Tuesday, December 25, 2007

Taxicab Numbers

Futurama is one of my favorite TV shows. It's the quintessential show about nerds, produced by nerds, for nerds, and it's chock full of inside jokes in math, science, sci-fi and pop culture.

I'm happy to note that although Futurama, the series, was cancelled after the fourth season, the show is back with a set of direct-to-DVD features. The first one, Bender's Big Score, is available now, and includes lecture by Sarah Greenwald as a special feature on the various math jokes that have appeared in the show. Some are silly, like π-in-one oil, or Klein's Beer (in a Klein bottle, of course). Others are subtle, like the repeated appearance of taxicab numbers.

Taxicab numbers are an interesting story in and of themselves. The story comes to us from G. H. Hardy, who was visiting Srinivasa Ramanujan:

I remember once going to see him when he was lying ill at Putney. I had ridden in taxi-cab No. 1729, and remarked that the number seemed to be rather a dull one, and that I hoped it was not an unfavourable omen. "No", he replied, "it is a very interesting number; it is the smallest number expressible as the sum of two [positive] cubes in two different ways."

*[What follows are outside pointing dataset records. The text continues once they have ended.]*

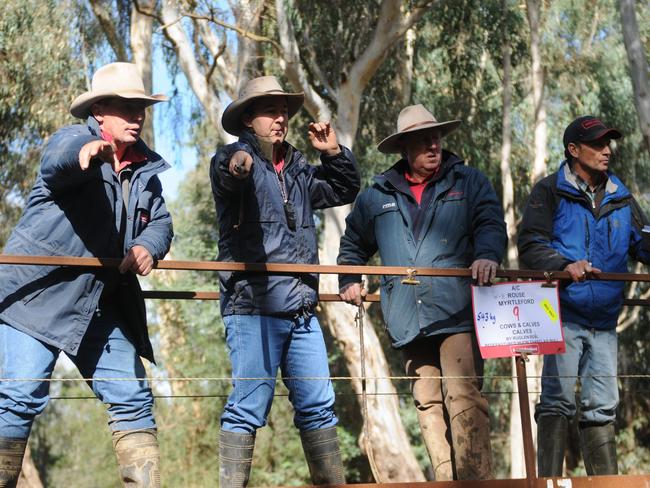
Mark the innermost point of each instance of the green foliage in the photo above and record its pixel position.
(39, 77)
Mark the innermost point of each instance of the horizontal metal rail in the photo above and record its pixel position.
(281, 268)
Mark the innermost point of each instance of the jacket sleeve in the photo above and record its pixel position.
(488, 226)
(336, 181)
(536, 231)
(358, 243)
(157, 235)
(224, 184)
(60, 159)
(639, 243)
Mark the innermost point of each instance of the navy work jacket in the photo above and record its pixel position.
(560, 226)
(253, 224)
(463, 222)
(71, 212)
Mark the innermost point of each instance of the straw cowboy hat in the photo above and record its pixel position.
(263, 86)
(412, 119)
(113, 80)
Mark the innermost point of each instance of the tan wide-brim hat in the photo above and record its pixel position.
(113, 80)
(263, 86)
(412, 119)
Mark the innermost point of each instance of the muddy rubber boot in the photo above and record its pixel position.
(235, 458)
(470, 435)
(598, 444)
(138, 458)
(323, 456)
(11, 460)
(551, 442)
(435, 433)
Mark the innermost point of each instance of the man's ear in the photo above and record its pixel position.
(97, 111)
(247, 119)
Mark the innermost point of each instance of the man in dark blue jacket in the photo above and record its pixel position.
(583, 220)
(97, 193)
(265, 193)
(430, 210)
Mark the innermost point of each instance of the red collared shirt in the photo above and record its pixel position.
(131, 154)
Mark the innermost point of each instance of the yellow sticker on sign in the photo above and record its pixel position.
(548, 308)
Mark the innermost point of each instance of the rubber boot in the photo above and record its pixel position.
(323, 456)
(138, 458)
(11, 460)
(470, 439)
(435, 433)
(598, 444)
(235, 458)
(551, 443)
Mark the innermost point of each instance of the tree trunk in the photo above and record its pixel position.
(388, 447)
(638, 67)
(533, 10)
(29, 477)
(141, 33)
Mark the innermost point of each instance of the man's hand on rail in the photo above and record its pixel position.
(580, 270)
(138, 260)
(484, 271)
(352, 293)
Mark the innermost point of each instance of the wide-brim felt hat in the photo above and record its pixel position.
(120, 80)
(264, 86)
(412, 119)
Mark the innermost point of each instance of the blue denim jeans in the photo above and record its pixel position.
(591, 355)
(259, 345)
(105, 352)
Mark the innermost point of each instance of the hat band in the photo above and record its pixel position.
(417, 124)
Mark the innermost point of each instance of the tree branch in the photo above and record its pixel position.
(108, 27)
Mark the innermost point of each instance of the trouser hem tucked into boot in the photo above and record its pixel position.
(235, 458)
(323, 456)
(138, 458)
(11, 460)
(551, 443)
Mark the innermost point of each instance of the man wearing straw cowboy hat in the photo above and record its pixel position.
(97, 193)
(430, 210)
(265, 193)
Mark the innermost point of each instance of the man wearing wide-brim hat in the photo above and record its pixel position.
(97, 194)
(265, 193)
(431, 210)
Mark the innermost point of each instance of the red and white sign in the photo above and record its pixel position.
(518, 316)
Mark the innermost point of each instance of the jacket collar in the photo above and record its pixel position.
(393, 178)
(567, 181)
(250, 139)
(154, 160)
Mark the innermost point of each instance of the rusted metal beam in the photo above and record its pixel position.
(632, 481)
(279, 268)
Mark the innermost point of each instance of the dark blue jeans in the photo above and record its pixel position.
(261, 344)
(591, 356)
(105, 352)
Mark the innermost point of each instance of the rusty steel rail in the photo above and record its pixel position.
(280, 268)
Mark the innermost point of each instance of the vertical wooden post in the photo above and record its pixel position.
(524, 408)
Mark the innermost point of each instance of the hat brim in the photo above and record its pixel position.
(231, 118)
(391, 144)
(613, 134)
(80, 107)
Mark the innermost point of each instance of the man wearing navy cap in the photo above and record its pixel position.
(583, 220)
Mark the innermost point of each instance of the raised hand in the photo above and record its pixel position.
(104, 150)
(323, 137)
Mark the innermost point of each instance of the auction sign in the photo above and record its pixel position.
(511, 318)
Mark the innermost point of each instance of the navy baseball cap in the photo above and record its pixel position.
(586, 129)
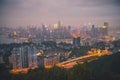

Many of the staff involved in creating Futurama received advanced degrees in math, computer science and physics, so they enjoy making these obscure references, because they know their fans will find them. It shouldn't be surprising that the number 1729 makes many appearances in Futurama, or that the value 87539319 appears as an actuall taxicab number (87539319 is the sum of 2 cubes in 3 different ways).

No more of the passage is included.